To meet the needs of the digital economy of the 2020s, data architecture has evolved into a different animal than it was 10, or even 5, years ago. Most notably, there are three trends that have changed the way enterprises look at and design their data architectures. These are “the rapid rise in cloud services adoption, the increasingly agile and decentralized nature of corporate cultures, and the growing complexity of business problems,” according to Asanka Abeysinghe, chief technology evangelist with WSO2.
Ten years ago, SQL Server instances were cautiously being moved to on-prem virtual machines, observed Kathi Kellenberger, editor of the Simple Talk blog at Redgate and a Microsoft Data Platform MVP. “Today, there are many more options, especially with cloud offerings. For example, in Azure, you have the choice of running SQL Server in a VM but also in a managed instance or even as a database as a service with many options for scaling and performance. It’s also possible to use containers like Docker, which is especially useful for CI/CD pipelines.”
The shift to real-time requirements is also reshaping data architectures in dramatic ways. The desire for scalable, real-time data with proactive or prescriptive analytics has required previous high-latency, disk-based, on-prem batch processes to transition to low-latency, in-memory, cloud-based, real-time streaming data architectures, said Steve Wilkes, CTO and co-founder of Striim.

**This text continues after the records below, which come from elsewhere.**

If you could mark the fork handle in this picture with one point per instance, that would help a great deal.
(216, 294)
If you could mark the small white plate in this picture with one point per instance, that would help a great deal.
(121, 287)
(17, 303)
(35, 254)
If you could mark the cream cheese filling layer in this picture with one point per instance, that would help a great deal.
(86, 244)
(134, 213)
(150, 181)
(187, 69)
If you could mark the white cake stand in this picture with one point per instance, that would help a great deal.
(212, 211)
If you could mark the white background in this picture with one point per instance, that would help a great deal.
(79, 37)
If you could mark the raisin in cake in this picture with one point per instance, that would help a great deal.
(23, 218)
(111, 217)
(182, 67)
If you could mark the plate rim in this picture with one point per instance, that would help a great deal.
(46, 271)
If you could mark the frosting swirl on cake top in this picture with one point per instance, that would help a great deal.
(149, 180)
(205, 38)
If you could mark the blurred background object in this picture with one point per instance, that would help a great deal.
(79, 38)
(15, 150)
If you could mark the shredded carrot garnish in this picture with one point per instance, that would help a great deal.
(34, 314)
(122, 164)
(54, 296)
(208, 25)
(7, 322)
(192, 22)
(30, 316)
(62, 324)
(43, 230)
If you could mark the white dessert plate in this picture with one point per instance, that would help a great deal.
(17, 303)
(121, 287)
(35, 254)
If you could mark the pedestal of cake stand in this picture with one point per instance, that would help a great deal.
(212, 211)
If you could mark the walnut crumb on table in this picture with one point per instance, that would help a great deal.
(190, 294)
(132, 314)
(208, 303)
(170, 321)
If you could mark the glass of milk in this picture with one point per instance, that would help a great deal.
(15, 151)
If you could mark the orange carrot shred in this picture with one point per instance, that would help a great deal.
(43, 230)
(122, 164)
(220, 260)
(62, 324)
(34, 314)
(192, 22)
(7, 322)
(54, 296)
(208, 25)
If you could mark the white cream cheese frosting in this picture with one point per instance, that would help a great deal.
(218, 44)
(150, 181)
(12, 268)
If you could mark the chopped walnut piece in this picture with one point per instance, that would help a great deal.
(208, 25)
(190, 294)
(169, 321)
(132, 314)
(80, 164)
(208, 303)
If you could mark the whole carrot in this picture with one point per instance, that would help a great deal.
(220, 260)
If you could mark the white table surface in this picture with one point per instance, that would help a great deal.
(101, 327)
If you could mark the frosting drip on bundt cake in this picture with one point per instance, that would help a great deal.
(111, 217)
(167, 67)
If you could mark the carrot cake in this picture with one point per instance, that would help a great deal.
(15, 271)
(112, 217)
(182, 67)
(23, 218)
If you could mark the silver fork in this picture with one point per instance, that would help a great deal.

The catch is that much of the data architecture that has been designed up to this point is not intended to support real-time environments. “Data is generated and moved into a large persistence and analysis layer for ex-post analysis, after the original data has been generated—data at rest,” said Christoph Strnadl, vice president of innovation and architecture at Software AG. “This neglects the power of real-time data and streaming analytics, where data is captured and analyzed during its journey from source to destination—data in motion. Organizations need to foresee a real-time streaming data path for analyzing in flight—the data and event stream.”

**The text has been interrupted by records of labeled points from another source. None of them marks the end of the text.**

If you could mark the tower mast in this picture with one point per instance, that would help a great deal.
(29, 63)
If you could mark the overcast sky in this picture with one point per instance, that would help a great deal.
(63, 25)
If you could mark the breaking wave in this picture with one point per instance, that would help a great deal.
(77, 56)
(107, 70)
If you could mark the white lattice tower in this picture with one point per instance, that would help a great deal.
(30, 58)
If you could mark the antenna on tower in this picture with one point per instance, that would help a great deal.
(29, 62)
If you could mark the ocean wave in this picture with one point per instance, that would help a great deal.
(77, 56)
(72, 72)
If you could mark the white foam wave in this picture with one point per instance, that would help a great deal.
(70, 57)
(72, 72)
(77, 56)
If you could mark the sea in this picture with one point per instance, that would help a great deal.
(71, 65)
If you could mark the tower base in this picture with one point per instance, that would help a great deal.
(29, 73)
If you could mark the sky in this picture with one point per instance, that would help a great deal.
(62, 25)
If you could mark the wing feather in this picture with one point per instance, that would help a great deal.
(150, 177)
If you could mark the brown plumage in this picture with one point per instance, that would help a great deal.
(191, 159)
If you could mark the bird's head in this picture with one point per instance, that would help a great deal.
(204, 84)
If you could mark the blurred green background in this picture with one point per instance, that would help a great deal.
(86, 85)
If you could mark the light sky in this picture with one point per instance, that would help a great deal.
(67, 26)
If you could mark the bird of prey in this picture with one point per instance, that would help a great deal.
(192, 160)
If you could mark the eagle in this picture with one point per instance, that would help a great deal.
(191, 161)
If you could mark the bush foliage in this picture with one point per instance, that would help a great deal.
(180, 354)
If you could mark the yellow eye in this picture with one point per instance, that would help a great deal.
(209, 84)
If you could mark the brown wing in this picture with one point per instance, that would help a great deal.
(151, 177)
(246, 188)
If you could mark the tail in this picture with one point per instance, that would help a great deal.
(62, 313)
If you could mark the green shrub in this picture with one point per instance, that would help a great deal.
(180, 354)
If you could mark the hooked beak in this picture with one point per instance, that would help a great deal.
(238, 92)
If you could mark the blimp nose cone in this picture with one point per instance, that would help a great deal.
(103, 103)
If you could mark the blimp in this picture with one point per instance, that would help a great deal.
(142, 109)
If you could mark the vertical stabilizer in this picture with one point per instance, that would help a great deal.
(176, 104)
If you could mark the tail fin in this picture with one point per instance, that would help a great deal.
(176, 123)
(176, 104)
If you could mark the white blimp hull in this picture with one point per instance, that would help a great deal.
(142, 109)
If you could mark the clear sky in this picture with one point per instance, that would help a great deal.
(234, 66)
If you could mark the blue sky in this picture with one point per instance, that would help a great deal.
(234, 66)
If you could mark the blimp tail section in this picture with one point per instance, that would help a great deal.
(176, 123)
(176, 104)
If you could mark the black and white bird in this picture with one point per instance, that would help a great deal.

The Internet of Things (IoT) is another element that needs to be considered. Previous data architectures “disregarded the vast IoT realm, including Industrial IoT,” said Strnadl. “With [forecasts for] 50 billion IoT endpoints in 2025, devices will be generating roughly 80 zettabytes of data. To capture and monetize this, an IoT platform must be part of the overall data architecture.”

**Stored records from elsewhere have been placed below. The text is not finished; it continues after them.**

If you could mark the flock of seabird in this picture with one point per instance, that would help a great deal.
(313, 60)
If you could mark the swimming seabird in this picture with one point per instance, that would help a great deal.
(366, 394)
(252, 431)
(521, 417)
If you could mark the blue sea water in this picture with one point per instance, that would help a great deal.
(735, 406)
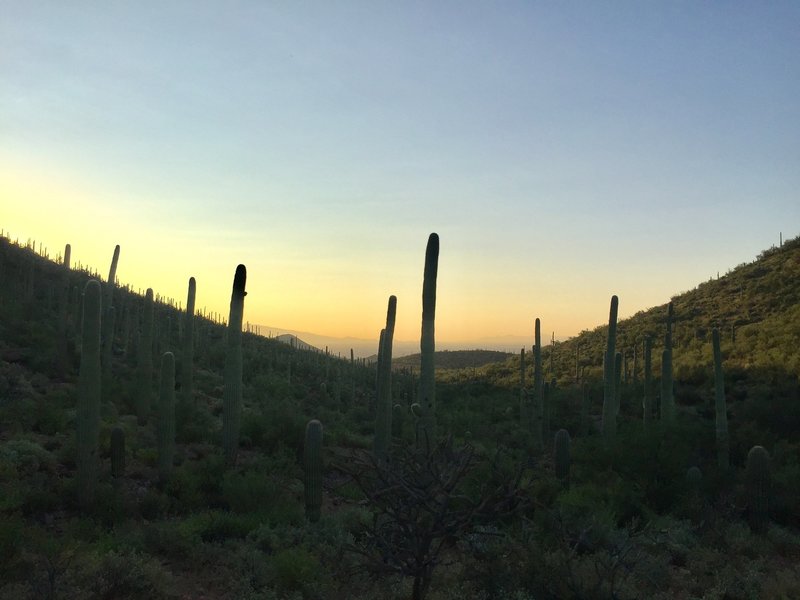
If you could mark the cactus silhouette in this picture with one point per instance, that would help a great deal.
(232, 395)
(427, 385)
(383, 406)
(89, 391)
(561, 458)
(117, 453)
(144, 367)
(312, 463)
(720, 406)
(609, 392)
(758, 485)
(166, 417)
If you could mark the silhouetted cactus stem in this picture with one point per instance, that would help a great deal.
(561, 456)
(144, 368)
(383, 408)
(232, 394)
(187, 360)
(166, 417)
(537, 406)
(647, 400)
(427, 384)
(89, 392)
(312, 462)
(720, 406)
(117, 453)
(609, 392)
(758, 483)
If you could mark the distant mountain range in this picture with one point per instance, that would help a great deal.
(364, 348)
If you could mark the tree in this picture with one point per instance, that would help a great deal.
(424, 500)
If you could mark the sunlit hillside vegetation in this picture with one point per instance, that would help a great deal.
(482, 510)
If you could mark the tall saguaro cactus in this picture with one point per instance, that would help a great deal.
(89, 390)
(187, 360)
(537, 408)
(720, 406)
(758, 482)
(166, 417)
(561, 458)
(667, 400)
(647, 401)
(108, 320)
(383, 407)
(144, 367)
(609, 378)
(312, 463)
(427, 385)
(232, 395)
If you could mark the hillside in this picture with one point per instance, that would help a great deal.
(453, 359)
(500, 502)
(756, 307)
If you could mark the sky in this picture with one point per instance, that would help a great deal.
(563, 151)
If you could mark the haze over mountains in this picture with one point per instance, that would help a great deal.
(363, 348)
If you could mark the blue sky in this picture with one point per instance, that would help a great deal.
(564, 152)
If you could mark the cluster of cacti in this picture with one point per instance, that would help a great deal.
(166, 416)
(89, 391)
(609, 392)
(312, 464)
(720, 406)
(561, 457)
(427, 385)
(144, 367)
(232, 395)
(383, 406)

The amount of unstructured data created on-premise, at the edge, and in the cloud on a daily basis “is becoming untenable, far outpacing legacy architectures,” said Ben Gitenstein, vice president of product at Qumulo. “IT and application teams have spent the past decade scrambling to keep up. It’s not enough to just keep adding servers to scale. A modern data architecture needs the flexibility to ingest data from the edge and leverage the scale of data lakes in the cloud, and must also take advantage of cloud-native services like machine learning.”